Paul Klee in Group Exhibition at Louvre Abu Dhabi

A painting by Paul Klee, titled "Park near Lu," dated 1938.

Louvre Abu Dhabi

February 2021

February 17–June 12, 2021  In collaboration with Centre Georges Pompidou  Abstract artists set out to form a universal language that could be understood by all. That idea was influenced by the calligraphy of Asia and North Africa. There was something about Eastern script that fueled the imagination of Western artists. The Arab world was full of signs and symbols they could draw from. Both raw and precise, expressive and restrained, calligraphy unlocked a new way for them to express the inexpressible: emotion, empathy, ideas.

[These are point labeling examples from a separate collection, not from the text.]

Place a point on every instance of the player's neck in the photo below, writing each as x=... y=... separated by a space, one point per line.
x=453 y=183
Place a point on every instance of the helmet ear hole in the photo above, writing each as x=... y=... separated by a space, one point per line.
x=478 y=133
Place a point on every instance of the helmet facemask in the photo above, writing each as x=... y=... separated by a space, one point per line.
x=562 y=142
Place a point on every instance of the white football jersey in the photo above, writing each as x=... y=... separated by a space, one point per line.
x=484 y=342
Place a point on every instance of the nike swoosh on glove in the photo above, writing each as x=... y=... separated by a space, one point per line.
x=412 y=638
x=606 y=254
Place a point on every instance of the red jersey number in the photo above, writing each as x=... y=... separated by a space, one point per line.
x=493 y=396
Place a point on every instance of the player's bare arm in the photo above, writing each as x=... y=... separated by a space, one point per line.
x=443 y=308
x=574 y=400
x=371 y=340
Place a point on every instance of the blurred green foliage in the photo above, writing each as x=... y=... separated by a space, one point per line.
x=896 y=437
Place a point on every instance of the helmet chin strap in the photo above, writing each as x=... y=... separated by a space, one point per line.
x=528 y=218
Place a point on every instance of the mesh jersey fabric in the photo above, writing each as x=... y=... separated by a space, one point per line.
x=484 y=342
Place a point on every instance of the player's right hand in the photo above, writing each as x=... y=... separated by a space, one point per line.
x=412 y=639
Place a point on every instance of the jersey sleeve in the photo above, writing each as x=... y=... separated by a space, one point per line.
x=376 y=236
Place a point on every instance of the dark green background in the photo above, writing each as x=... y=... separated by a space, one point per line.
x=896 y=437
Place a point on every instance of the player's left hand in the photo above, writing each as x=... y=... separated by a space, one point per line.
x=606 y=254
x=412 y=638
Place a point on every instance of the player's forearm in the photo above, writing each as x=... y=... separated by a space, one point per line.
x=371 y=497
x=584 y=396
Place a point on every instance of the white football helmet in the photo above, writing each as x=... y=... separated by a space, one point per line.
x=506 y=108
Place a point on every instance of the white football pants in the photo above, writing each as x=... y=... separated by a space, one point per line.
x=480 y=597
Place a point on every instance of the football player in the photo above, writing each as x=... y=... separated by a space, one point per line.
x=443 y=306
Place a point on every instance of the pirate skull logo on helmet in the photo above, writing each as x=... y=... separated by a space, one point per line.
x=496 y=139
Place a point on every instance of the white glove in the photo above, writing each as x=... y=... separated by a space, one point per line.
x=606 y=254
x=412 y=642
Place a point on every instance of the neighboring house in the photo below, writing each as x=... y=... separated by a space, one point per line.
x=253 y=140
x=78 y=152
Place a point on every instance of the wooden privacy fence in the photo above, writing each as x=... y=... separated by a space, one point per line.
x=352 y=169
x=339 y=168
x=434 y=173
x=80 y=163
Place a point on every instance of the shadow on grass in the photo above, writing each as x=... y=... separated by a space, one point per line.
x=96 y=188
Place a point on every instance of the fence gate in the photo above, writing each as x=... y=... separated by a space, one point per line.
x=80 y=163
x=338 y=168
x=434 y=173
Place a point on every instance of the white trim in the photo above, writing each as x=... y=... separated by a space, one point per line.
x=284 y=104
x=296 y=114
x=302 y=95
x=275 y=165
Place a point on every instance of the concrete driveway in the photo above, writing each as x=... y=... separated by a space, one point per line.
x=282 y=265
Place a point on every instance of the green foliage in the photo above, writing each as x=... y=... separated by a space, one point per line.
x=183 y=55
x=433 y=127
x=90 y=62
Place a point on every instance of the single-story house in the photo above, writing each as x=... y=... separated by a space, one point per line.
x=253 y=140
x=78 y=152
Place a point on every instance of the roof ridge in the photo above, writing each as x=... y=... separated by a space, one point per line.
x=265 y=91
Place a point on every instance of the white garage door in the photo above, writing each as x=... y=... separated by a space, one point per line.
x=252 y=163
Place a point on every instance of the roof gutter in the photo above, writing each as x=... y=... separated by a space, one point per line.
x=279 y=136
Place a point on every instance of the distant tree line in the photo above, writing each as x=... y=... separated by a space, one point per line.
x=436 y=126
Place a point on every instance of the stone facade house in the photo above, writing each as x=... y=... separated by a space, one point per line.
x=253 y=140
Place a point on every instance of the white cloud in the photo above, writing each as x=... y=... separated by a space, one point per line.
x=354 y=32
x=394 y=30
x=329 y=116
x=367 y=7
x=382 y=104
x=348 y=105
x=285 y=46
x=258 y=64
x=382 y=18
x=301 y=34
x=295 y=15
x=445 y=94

In the museum’s first exhibition of 2021, the Louvre Abu Dhabi brings together masterworks from the Centre Georges Pompidou, Guggenheim Abu Dhabi, and other institutions to explore and discover how East and West come together on the same canvas.  The exhibition provides a rare chance to appreciate masterworks by Paul Klee, Henri Matisse, Joan Miró, Lee Ufan, André Masson, Dia Azzawi, and Jackson Pollock, alongside contemporary works by Sanki King, Mona Hatoum, and eL Seed. Paul Klee traveled to the region at two distinct periods of his career, both marking critical junctures in the artist’s stylistic development.